The C stdio character encoding

Question

For my pet project I am experimenting with string representations, but I arrived to some troubling results. Firstly, here is a short application:

#include <stdio.h>
#include <stddef.h>
#include <string.h>
void write_to_file(FILE* fp, const char* c, size_t len)
{
    void* t = (void*)c;
    fwrite(&len, sizeof(size_t), 1, fp);
    fwrite(t, len, sizeof(char), fp);
}
int main()
{
    FILE* fp = fopen("test.cod", "wb+");
    const char* ABCDE = "ABCDE";
    write_to_file(fp, ABCDE, strlen(ABCDE) );
    const char* nor = "BBøæåBB";
    write_to_file(fp, nor, strlen(nor));
    const char* hun = "AAőűéáöüúBB";
    write_to_file(fp, hun, strlen(hun));
    const char* per = "CCبﺙگCC";
    write_to_file(fp, per, strlen(per));
    fclose(fp);
}

It does nothing special, just takes in a string, and writes it's length and the string itself to a file. Now, the file, when viewed as hex, looks like:

hex dump of standard char* output

I am happy with the first result, 5 (the first 8 bytes, I'm on a 64 bit machine) as expected. However, the nor variable in my expectation has 7 characters (since that is what I see there), but the C library think it has 0x0A (ie: 10) characters (second row, starting with 0A and 8 more characters). And the string itself contains double characters (the ø is encoded as C3 B8 and so on...).

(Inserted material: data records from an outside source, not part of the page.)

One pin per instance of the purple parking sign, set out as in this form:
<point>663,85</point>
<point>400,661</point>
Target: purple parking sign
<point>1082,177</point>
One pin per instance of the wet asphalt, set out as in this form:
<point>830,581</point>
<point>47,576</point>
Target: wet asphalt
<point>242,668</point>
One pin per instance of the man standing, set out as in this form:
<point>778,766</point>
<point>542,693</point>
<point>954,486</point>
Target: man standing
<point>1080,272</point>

The same is true for the hun and per variables.

I did the same experiment with Unicode, the following is the application:

#include <stdio.h>
#include <stddef.h>
#include <string.h>
void write_to_file(FILE* fp, const wchar_t* c, size_t len)
{
    void* t = (void*)c;
    fwrite(&len, sizeof(size_t), 1, fp);
    fwrite(t, len, sizeof(wchar_t), fp);
}

int main()
{
    FILE* fp = fopen("test.cod", "wb+");
    const wchar_t* ABCDE = L"ABCDE";
    write_to_file(fp, ABCDE, wcslen(ABCDE) );
    const wchar_t* nor = L"BBøæåBB";
    write_to_file(fp, nor, wcslen(nor));
    const wchar_t* hun = L"AAőűéáöüúBB";
    write_to_file(fp, hun, wcslen(hun));
    const wchar_t* per = L"CCبﺙگCC";
    write_to_file(fp, per, wcslen(per));
    fclose(fp);
}

The results here are the expected ones. 5 for the length of ABCDE 7 for the length of BBøæåBB and so on, 4 bytes per character...

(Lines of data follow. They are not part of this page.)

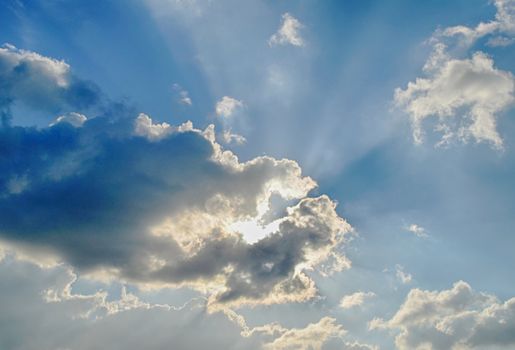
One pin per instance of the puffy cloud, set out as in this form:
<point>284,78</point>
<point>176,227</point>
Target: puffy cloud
<point>417,230</point>
<point>458,318</point>
<point>72,118</point>
<point>44,303</point>
<point>355,299</point>
<point>465,95</point>
<point>504,24</point>
<point>40,82</point>
<point>401,275</point>
<point>288,33</point>
<point>312,337</point>
<point>227,106</point>
<point>183,95</point>
<point>471,89</point>
<point>154,205</point>
<point>229,137</point>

hex dump of whcar_t* output

So here comes the question: what is the encoding of the standard C library, and how trustable is it when developing portable applications (ie: what I write out on a platform will be read back correctly on another one?) and what are the other recommendations taking in considerations what was presented above.

You're looking at the question the wrong way. Look at the string `nor` in the debugger before you print it. You'll see that it is 10 characters long. That's because your source file was saved in UTF-8 encoding. — Raymond Chen, Dec 20 '13 at 09:18
related: [How does file encoding affect C++11 string literals?](http://stackoverflow.com/q/6794590/4279) — jfs, Dec 20 '13 at 09:23
More remarkable is that this hex viewer *also* interprets UTF8 codes, rather than showing actual raw bytes. (Compare with the Unicode dump.) — Jongware, Dec 20 '13 at 09:26
@Jongware Good point. I'm curious as to just what his environment is. I'm not aware of any environments which support Unicode this well. — James Kanze, Dec 20 '13 at 09:32
@JamesKanze the environment is a Xubuntu 12.10, the viewer is mcview, the editor I used to write the text is vi. Please ask if you're interested in more settings :) Terminal 0.4.8 - Xfce terminal emulator, LXDE desktop environment, not Xfce (yeah, it's a pretty big mess :D ) — Ferenc Deak, Dec 20 '13 at 09:33

score 5 · Answer 1 · answered Dec 20 '13 at 09:18

5

As far as I know, the standard C library does no encoding at all. I suppose your input file in the first case uses UTF-8 as encoding, thus your string constants will end up as UTF-8-string constants in compiled code. That is why you get the string with a length of 10 chars.

fwrite takes an (untyped) byte array as argument. Since it does not know anything about the bytes processed, it cannot do any encoding-conversion at all here.

Regarding portability, you should be more careful about things like pointer lengths. fwrite(&len, sizeof(size_t), 1, fp)can yield different results on different platforms, maybe causing your file to be read incorrectly. Also (especially with multi-byte encodings) you have to be careful with the platform's endianness.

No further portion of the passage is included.